Depuis six mois, l’École des agents de joueurs de football (EAJF) a ouvert ses portes à Paris. L'objectif de cette formation unique en Europe : préparer à l’examen des agents en moralisant une profession encore obscure pour le grand public.
Hommes de l’ombre dans un univers aux façades dorées, les agents de joueurs de football traînent souvent une bien mauvaise réputation. Au pire, sont-ils traîtés d’escrocs, au mieux sont-ils accusés d’avoir transformé le "football de papa" en un football "bling-bling" sans scrupules.
Si la mission d’un agent va de la découverte de jeunes joueurs à la négociation de contrats avec les clubs, force est de constater que des exemples douteux comme en témoigne le livre "Négriers du foot" (éditions du Rocher) de Maryse Éwanjé-Épée, jettent l'opprobe sur toute la profession.
C'est pourquoi, depuis octobre 2010, l’École des agents de joueurs de football (EAJF), une première du genre en Europe, a l’ambitieux projet de "moraliser" la profession. À l’origine de ce projet, deux Parisiens, Sidney Broutinovski et Hugo Zeitoun, issus d’autres horizons que celui du football, ont mis en place un cours à temps complet afin de préparer les futurs agents à l’examen de la Fédération française de football (FFF), obligatoire depuis 2000, pour obtenir la fameuse licence d’agent de joueurs de football.

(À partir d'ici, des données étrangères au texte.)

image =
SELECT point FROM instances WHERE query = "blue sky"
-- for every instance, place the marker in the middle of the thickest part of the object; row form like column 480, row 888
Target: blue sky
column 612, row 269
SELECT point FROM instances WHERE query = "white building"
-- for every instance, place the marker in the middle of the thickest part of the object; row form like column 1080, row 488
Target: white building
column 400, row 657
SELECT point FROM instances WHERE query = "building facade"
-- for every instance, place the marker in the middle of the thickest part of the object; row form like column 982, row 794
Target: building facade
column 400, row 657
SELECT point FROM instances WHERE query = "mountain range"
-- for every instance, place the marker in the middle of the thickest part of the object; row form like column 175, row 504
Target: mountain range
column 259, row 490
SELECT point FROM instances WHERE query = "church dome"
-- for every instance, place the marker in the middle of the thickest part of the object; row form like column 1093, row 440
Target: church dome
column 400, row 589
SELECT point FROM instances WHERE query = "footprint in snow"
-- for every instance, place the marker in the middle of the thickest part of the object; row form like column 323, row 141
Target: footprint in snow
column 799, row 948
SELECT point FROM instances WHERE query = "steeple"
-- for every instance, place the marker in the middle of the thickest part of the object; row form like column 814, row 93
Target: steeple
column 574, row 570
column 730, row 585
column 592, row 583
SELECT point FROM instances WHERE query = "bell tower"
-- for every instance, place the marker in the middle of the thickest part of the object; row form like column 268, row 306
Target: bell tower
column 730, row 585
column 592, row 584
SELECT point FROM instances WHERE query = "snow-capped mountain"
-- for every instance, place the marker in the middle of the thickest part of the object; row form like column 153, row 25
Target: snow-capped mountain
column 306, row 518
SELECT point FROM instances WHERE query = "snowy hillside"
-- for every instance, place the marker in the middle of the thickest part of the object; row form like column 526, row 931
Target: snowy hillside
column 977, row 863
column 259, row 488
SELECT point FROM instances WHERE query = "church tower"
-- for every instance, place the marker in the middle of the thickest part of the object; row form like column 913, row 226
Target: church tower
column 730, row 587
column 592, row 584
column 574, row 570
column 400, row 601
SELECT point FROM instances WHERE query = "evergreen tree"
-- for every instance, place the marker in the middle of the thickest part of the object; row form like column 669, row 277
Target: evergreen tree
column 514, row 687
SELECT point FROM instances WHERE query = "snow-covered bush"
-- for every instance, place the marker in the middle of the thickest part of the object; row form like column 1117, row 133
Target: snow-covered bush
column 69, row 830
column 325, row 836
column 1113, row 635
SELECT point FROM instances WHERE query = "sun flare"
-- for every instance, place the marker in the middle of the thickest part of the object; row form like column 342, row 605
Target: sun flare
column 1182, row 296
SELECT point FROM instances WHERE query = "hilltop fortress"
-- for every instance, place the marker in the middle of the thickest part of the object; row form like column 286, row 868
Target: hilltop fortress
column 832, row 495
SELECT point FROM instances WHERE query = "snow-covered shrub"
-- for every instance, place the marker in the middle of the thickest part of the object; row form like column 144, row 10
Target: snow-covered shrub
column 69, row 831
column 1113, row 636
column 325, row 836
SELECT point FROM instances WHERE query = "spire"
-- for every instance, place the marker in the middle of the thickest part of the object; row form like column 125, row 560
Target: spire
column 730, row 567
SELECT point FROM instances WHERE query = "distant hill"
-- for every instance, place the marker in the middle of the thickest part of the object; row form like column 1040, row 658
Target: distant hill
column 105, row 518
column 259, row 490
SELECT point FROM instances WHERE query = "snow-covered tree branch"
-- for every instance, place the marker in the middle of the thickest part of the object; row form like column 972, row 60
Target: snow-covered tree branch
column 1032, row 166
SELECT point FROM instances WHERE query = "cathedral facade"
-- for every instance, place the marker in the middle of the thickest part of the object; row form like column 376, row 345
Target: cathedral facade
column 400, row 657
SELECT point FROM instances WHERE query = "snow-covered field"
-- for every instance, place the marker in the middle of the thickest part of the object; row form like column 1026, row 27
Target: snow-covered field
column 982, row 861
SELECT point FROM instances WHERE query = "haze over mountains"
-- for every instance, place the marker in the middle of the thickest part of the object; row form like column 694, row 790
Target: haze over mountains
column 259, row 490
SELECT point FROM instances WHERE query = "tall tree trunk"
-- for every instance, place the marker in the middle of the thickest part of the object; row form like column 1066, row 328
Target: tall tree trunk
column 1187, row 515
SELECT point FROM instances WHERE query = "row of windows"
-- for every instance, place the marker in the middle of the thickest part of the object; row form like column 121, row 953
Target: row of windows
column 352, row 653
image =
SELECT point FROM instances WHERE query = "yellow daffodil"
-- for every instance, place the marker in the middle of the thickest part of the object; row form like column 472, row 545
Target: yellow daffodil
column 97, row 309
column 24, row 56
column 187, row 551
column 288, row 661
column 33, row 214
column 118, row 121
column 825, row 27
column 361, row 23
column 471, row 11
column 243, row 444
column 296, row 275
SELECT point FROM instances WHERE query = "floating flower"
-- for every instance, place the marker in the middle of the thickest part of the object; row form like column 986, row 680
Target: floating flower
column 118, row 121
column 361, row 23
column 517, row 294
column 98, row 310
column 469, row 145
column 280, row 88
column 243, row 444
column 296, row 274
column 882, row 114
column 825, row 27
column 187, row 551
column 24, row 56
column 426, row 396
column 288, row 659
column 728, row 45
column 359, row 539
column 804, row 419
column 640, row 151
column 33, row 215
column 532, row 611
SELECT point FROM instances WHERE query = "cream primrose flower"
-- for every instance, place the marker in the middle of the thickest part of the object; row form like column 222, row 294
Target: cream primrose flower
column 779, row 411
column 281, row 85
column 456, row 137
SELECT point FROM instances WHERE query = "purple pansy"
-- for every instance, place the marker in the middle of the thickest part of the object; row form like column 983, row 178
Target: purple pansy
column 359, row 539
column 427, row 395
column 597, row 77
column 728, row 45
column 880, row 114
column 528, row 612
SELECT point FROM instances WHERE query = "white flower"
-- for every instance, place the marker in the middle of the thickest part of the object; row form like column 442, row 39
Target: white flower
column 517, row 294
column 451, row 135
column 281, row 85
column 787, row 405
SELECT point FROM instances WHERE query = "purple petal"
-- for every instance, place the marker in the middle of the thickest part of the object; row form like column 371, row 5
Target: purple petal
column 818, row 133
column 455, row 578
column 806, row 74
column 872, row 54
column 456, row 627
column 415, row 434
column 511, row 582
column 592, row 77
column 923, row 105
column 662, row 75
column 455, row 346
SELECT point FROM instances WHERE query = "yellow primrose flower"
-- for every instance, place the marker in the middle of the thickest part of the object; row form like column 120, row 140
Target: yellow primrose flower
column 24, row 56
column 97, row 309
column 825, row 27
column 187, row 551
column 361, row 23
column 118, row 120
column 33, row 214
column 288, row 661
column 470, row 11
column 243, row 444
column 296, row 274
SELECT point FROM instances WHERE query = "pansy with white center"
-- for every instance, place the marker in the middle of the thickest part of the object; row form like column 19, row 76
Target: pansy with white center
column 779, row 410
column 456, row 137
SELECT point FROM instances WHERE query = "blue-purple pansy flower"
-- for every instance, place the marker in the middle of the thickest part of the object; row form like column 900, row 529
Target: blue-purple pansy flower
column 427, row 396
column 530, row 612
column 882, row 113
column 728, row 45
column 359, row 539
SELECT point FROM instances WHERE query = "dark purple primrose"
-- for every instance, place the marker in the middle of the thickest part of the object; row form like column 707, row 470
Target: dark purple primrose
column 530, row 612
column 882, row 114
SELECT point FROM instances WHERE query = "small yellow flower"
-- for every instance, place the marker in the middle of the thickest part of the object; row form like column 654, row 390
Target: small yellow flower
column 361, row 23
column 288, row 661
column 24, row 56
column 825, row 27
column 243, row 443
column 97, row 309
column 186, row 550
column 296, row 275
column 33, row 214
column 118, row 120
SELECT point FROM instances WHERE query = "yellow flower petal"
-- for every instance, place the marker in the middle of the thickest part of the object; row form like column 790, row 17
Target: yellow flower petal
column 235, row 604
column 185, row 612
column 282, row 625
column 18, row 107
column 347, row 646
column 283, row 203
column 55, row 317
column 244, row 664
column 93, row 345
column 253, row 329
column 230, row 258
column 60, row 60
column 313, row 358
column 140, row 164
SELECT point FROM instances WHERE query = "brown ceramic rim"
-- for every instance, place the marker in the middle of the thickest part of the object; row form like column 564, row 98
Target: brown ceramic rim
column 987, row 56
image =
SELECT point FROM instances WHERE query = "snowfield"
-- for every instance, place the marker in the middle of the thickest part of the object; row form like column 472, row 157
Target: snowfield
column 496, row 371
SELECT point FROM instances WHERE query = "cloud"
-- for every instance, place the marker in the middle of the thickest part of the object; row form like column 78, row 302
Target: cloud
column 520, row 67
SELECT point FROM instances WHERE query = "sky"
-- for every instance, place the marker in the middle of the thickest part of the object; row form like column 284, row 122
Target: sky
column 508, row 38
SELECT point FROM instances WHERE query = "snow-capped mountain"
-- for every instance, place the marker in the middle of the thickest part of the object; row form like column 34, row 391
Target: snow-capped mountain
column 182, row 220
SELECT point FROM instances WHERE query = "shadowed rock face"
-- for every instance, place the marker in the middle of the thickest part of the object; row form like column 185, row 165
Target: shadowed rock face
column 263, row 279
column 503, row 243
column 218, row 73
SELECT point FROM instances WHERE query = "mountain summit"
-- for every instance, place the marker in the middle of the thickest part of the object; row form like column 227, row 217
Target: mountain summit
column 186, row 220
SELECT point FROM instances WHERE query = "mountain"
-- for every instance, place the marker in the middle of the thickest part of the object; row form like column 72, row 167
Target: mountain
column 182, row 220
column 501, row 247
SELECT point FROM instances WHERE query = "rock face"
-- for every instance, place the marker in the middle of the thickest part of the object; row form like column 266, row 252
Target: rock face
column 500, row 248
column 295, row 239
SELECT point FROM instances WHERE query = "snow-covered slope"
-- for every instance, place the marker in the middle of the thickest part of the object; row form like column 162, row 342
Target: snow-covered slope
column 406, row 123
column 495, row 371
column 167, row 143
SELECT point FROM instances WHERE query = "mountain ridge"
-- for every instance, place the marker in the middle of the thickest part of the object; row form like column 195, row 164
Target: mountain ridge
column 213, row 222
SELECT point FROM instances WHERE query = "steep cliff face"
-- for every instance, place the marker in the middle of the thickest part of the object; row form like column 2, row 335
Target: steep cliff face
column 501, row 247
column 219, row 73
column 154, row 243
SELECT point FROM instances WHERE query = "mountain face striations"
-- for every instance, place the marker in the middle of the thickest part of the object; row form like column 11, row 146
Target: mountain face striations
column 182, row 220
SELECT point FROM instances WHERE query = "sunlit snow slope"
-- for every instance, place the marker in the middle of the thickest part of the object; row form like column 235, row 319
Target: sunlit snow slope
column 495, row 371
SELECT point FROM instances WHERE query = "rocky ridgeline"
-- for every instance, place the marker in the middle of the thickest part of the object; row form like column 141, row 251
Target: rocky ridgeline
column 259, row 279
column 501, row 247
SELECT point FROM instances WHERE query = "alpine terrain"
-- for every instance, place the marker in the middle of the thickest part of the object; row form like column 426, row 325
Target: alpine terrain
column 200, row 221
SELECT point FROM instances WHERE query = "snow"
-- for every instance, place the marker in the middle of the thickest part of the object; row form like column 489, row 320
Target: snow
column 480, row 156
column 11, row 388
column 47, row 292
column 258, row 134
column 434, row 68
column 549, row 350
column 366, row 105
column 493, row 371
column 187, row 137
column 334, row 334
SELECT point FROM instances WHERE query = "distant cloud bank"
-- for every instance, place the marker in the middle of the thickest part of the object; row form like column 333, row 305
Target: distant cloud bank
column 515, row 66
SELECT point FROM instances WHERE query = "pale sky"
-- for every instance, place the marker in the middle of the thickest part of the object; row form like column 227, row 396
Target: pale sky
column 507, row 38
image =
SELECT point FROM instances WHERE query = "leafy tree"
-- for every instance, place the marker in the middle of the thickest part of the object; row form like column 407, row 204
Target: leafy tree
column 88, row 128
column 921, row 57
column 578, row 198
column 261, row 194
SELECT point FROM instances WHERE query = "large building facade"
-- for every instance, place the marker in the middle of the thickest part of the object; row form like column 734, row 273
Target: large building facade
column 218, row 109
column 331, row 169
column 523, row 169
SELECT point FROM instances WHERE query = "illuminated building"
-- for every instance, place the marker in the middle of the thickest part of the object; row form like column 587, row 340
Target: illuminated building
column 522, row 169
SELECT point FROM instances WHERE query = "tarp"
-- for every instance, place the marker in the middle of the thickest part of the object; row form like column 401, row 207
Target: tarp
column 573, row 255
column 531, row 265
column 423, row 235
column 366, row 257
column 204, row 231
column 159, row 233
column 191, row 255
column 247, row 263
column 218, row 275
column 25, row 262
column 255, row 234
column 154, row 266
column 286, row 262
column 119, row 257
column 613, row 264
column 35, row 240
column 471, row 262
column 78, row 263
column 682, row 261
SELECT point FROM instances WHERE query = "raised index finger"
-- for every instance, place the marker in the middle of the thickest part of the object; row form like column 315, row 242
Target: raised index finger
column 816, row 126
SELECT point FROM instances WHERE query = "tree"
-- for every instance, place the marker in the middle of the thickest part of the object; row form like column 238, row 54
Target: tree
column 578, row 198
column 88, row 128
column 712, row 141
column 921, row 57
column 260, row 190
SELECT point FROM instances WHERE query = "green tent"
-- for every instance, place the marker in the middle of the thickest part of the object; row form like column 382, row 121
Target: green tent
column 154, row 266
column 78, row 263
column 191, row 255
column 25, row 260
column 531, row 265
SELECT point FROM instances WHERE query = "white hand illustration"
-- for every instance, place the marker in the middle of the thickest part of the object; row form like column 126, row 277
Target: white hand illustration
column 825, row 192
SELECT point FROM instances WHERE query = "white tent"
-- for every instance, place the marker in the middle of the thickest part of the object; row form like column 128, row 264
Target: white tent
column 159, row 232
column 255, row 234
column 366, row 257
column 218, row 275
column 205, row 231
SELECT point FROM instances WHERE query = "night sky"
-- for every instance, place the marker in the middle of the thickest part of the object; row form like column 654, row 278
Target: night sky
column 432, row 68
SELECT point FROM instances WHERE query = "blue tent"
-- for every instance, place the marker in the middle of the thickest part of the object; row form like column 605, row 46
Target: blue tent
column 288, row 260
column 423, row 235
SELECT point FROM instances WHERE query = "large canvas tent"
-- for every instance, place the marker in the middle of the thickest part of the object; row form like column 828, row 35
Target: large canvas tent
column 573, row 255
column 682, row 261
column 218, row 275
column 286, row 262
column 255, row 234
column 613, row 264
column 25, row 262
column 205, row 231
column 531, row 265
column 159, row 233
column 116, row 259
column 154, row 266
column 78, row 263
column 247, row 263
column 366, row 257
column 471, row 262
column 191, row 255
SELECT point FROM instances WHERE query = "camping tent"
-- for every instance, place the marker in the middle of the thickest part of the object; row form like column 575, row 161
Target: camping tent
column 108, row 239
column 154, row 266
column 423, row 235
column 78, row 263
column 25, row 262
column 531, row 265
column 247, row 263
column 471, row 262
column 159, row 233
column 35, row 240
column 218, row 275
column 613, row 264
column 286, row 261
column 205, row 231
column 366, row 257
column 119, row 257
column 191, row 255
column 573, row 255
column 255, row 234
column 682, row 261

"L’EAJF, un gage d’éthique"
"La moralisation de la profession passe par une bonne formation," explique Sidney Broutinovski, co-fondateur de l’EAJF. Nous travaillons en partenariat avec des associations telles que Foot Solidaire (pour la protection des joueurs mineurs, ndlr), la LICRA (Ligue internationale contre le racisme et l'antisémitisme) ou la FARE (Football Against Racism in Europe) pour sensibiliser les futurs agents aux problématiques éthiques qui peuvent se poser" dans leur travail. La formation propose des cours de droit, de communication, des mises en situation comme l’apprentissage de codes culturels spécifiques à chaque pays… le tout pour 4 000 euros. "Lorsqu’un jeune joueur cherche un agent, il ne peut se référer qu’au listing affiché par la FFF. Mais il ne sait pas à quoi s’en tenir. Au contraire, l’EAJF est un gage d’éthique et de professionnalisme," s’enthousiasme Sidney Broutinovski.
Pourtant, dans le milieu des agents, ces sages intentions laissent perplexes. "On ne devient pas agent de joueurs avec seulement une licence," pourfend Bruno Satin, directeur mondial de la division football pour la société de communication IMG World. "Cette formation propose un cours d’apprentissage juridique mais cela ne représente qu’une infime partie de la profession. C’est en forgeant qu’on devient forgeron." Un autre agent, qui a voulu rester anonyme, n’en pense pas moins. "C'est un métier très complexe. Il faut savoir découvrir des talents, négocier avec les clubs, être fin psychologue, gérer les blessures… Pour ça il faut beaucoup d’expérience." "J’ai peur, que l’EAJS propose une formation sans débouchés à la sortie," s’inquiète Bruno Satin.
"Il y a déjà surpopulation d’agents"
"Nous ne vendons pas du rêve", se défend Sidney Broutinovski. Nous prévenons nos élèves que certains d’entre eux ne seront jamais agents. À travers notre formation, nous leur proposons un réseau et des contacts qu’ils pourront solliciter même s’ils n’exerceront pas forcément la profession d’agent de joueurs."
Mais le milieu voit surtout d’un mauvais œil les conséquences d’une démocratisation de la profession, qui pourrait se traduire par une vague de jeunes agents débarqués sur un marché, qui selon les anciens, est déjà saturé. "Aujourd’hui, on compte 300 agents sans compter ceux qui n’ont pas de licence, pour un total de 1 900 joueurs en France. Autant dire qu’il y a déjà surpopulation", commente Bruno Satin. Pour ma part, je suis pour l’introduction d’un numerus clausus, qui régulerait le nombre d’agents."
Pour Sidney Broutinovski, l’argument de surnombre n’est pas recevable. "Il faut regarder de plus près ces chiffres. Parmi ces 300 agents, il y en a environ 250 issus du cercle familial du joueur. Ils ont obtenu leur licence mais n’ont pas reçu de formation. Il reste donc plus que 50 agents bien en place dont quelques "dinosaures". Bien sûr, l’immobilisme les arrange bien. Cela leur évite que de jeunes agents, plus en phase avec la réalité, ne prennent leur travail." La passation du témoin générationnel entre agents, c’est sûr, ne se fera pas sans douleur.